Fortunately, a glimmer of recognition flashed across her stern countenance. “Oh, Elvis!” she said, exasperated. “Come on,” she snapped, and led me back to the SCIF.
Back in the SCIF, the briefing began. The first presenter was an FBI agent wearing a tie, with a coat this time. Whatever he had learned at the FBI training center in Quantico, VA apparently did not include the fundamentals of haberdashery. Anyone who buys a suit knows that you immediately have it tailored, as the pant legs are way too long. Apparently this agent bought his cream-colored suit, with piping, and never sent it for alterations. The trouser legs were so long he was actually walking on the bottom of his pant legs. His presentation was no better than his tailoring. Presenting on computer security, it was clear this was not somebody with even a basic knowledge of computing.

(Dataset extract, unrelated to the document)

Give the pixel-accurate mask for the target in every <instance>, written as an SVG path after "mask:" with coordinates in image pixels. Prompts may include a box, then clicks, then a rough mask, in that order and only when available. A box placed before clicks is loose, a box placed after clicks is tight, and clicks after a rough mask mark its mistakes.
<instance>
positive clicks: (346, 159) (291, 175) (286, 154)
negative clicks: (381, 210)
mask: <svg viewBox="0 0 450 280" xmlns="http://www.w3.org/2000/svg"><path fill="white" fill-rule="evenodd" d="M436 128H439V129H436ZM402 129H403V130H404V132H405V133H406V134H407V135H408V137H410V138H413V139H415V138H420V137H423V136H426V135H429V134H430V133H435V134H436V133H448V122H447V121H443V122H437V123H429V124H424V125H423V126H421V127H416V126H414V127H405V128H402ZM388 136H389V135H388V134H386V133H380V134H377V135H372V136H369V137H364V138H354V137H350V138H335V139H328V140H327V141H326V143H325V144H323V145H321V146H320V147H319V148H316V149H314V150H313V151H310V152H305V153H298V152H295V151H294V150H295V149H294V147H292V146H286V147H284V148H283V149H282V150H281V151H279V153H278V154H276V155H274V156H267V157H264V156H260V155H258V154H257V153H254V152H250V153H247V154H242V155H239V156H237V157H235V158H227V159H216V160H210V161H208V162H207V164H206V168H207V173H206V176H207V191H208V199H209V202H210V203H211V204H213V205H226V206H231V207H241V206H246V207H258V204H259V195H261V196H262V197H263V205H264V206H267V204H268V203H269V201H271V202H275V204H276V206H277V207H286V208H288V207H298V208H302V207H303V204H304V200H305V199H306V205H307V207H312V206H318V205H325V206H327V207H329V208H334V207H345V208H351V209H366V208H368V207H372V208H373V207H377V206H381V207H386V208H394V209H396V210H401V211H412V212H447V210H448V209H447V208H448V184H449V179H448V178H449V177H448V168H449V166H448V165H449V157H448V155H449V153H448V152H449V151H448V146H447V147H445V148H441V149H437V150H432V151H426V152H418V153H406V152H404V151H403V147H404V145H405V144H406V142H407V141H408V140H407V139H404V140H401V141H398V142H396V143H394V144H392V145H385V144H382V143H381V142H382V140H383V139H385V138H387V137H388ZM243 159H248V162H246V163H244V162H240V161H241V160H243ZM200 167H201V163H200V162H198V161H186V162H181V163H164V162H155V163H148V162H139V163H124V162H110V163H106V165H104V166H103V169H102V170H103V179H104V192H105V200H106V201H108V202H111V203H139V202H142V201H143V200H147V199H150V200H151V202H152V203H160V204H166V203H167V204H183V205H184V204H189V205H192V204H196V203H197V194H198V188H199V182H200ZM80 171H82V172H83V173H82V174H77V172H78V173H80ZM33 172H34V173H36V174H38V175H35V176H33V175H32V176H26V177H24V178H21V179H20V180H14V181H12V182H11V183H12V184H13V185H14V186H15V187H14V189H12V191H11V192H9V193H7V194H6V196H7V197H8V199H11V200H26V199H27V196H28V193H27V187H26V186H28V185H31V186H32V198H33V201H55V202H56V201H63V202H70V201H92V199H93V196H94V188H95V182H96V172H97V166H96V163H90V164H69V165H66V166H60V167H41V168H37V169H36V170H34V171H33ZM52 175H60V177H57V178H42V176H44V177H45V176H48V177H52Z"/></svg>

After him, two Homeland Security analysts presented. They wore rumpled khakis with jacket and tie, and sported similar pyramid mustaches. They presented on SCADA systems, a subject I could care less about. Almost all of it was unclassified.
Shortly after my briefing, I learned that the OPM database had been hacked by the Chinese military. All the personal information about myself and my family is in their hands now. When I left Juniper, Cisco declined to renew my security clearance.
Some people hide that they have/had a clearance, as they can be targeted by foreign governments. Personally, I don’t care. What little classified information I saw, I can’t remember. You could waterboard me and I wouldn’t be able to tell you a thing.